Cryptography, ciphers, Public Key Encryption, and the immutability of the Blockchain are all most vulnerable to social engineering—the use of deception to manipulate individuals into divulging confidential or personal information that may be used for fraudulent purposes—and to mutiny—an open rebellion against the proper authorities—that will break the back of cryptocurrencies, cryptotechnologies, and cryptoeconomics much more readily than the probability of a properly maintained and distributed blockchain.

If a ship is immutable and secure, simply replace a noble Captain piloting the Ship with an ignoble Captain with ulterior motives and that Bizarro Captain can simply steer the ship into a shoal rather than figure out how to storm the ship from the sea or air.

The very nature of development, evolution, contribution, and community support make project usurpation extremely probable. Men in our 30s call it “selling out.”  I assume that cypherpunks were leather biker jackets, smoke unfiltered Gitanes, slouchy black berets, skinny blue jeans, and white shirts with horizontal blue stripes. One day, khakis and blue button downs and maybe, sooner than later, a blue blazer, then a bespoke Henry Poole gray suit.

“New blockchain efforts should begin with a community that shares a common interest and purpose.

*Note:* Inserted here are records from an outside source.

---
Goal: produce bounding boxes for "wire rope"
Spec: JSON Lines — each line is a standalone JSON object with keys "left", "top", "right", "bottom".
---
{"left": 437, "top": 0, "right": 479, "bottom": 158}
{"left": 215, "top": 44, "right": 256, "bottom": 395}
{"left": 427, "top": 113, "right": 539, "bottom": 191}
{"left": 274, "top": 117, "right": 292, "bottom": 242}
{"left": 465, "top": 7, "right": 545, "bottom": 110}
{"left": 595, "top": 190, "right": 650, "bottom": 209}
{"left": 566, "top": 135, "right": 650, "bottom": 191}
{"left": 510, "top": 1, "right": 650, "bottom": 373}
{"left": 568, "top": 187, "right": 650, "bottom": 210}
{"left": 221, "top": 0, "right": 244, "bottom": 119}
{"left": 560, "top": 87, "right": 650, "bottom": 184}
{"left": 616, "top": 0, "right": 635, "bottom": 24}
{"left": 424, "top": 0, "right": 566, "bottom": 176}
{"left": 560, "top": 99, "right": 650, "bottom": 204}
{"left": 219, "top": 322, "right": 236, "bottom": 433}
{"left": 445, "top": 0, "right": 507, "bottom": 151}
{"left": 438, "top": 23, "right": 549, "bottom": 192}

This is the fundamental promise of the blockchain: a shared, immutable record that allows communities to achieve their collective hopes in a peer-to-peer, transparent and efficient way.” —W. Scott Stornetta

While there will always be the Orthodox and the Originalists (in much the same way that we Americans can’t ask the Fathers of the Constitution what they meant by the Second Amendment in the context of 2018, we really can’t ask the Ghost of absentee dad, Satoshi Nakamoto, what his true vision of the next steps of Blockchain are), GNU/Linux and Python and PHP and MySQL—and in many ways, Apple, too—are living documents and all go through iterations, version, revisions, from little updates to extreme evolutions.

“Successful leaders listen to what users are saying and pivot accordingly.” —W. Scott Stornetta

In Still a Blockchain Romantic into 2019 and Beyond part 1 and part 2 I engaged Elly Zhang’s assertion that the Achilles heel, the chink in the armor, of blockchain is that there’s a panacea complex associated with the entire decentralized ledger technology (DLT) and there’s not enough sober realism as to how much of the world blockchain technologies will actually disrupt.

If I were to boil down Elly’s disappointment with actual rather than the potential of Satoshi Nakamoto’s bouncing baby Bitcoin, I wouldn’t say it is in the flaw of decentralization, per se, I would say her frustration is that it’s either too decentralized or not decentralized enough.

What I mean by that is that she asserts that while the technology is designed to be as decentralized and autonomous as possible, it still doesn’t have enough of a savvy mainstream user base—enough of a mass adoption at the full node level—to allow Bitcoin and Ethereum, at the extremely popular, successful, side of the bell curve, to be on enough nodes at any one time to ensure actual (and not theoretical or potential) decentralization (everywhereness)—and this doesn’t include the thousands of altcoins and shitcoins that are almost completely irrelevant and certainly very much extremely low-volume and low-value.

“To realize the promise of a fairer, more transparent, peer-to-peer world, we must put community first, focus on solving present-day problems, continue to refine incentives and governance, and respond with flexibility as needs and circumstances change.” —W. Scott Stornetta

If everyone who is buying and selling Bitcoin, for example, are only popping in and out of Coinbase, a centralized exchange, and aren’t taking any responsibility for becoming or hosting a node, then Bitcoin and all the rest surely could lose a lot of their valuable everywhereness (maybe I really should buy myself a Bitseed and be part of the solution instead of the problem) and as a result, become less impressive as a must-have panacea everything to everyone and just, rather, become just an alternate technology next to hundreds of other technologies that already solve the same problems—maybe with less novelty or hype, but perfectly satisfactorily, cheaply, safely, securely, and quickly.